I need help conditionally replacing and formatting these NAs. What I would like is, in instances where superbowl$Quarter == "OT", to leave the value as-is. In instances of missing values, I would like to fill them with superbowl$Time's value from the previous observation.
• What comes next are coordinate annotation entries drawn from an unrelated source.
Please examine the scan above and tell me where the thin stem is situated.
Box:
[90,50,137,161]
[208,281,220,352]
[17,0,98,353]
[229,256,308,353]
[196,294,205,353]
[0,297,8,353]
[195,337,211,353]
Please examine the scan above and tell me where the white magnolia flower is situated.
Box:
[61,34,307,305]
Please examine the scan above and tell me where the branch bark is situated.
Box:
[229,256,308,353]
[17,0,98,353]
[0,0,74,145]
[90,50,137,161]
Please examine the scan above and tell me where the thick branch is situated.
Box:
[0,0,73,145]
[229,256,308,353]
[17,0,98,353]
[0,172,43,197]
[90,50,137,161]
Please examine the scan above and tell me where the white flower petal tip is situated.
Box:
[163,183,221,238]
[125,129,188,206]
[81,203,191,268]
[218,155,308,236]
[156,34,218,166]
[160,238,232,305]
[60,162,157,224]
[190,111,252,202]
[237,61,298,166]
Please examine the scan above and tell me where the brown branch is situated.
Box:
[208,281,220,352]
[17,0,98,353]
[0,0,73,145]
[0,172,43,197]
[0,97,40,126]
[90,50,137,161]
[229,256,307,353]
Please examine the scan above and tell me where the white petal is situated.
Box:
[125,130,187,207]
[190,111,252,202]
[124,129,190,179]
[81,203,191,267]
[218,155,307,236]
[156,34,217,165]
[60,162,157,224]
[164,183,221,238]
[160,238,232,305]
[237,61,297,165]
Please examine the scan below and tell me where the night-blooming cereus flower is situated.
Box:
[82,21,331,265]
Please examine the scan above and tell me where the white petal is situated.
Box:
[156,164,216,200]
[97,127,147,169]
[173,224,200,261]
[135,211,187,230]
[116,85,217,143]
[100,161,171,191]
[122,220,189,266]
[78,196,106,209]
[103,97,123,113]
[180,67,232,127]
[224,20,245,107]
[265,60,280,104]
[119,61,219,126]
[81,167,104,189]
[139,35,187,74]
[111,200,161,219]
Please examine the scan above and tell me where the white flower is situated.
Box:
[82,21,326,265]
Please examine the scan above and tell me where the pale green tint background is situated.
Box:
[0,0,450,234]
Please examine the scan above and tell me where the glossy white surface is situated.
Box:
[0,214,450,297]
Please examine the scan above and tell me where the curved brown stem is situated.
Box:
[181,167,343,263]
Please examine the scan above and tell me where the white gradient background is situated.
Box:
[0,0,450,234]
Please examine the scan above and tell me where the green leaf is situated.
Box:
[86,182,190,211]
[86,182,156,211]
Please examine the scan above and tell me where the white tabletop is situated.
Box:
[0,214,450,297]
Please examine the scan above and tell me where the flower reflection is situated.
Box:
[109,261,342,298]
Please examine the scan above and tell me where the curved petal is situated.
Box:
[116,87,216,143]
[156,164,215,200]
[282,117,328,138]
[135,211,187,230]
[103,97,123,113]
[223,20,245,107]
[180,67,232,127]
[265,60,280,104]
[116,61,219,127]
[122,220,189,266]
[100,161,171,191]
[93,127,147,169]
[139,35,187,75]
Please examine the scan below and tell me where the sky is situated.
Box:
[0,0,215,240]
To address the overtime problem, I came up with this:

library(chron)
superbowl$Time <- ms(as.character(superbowl$Time))
superbowl$Time.1 <- ifelse(superbowl$Quarter == "OT", superbowl$Time, (4 - as.numeric(as.character(superbowl$Quarter)))*ms("15:00") + superbowl$Time)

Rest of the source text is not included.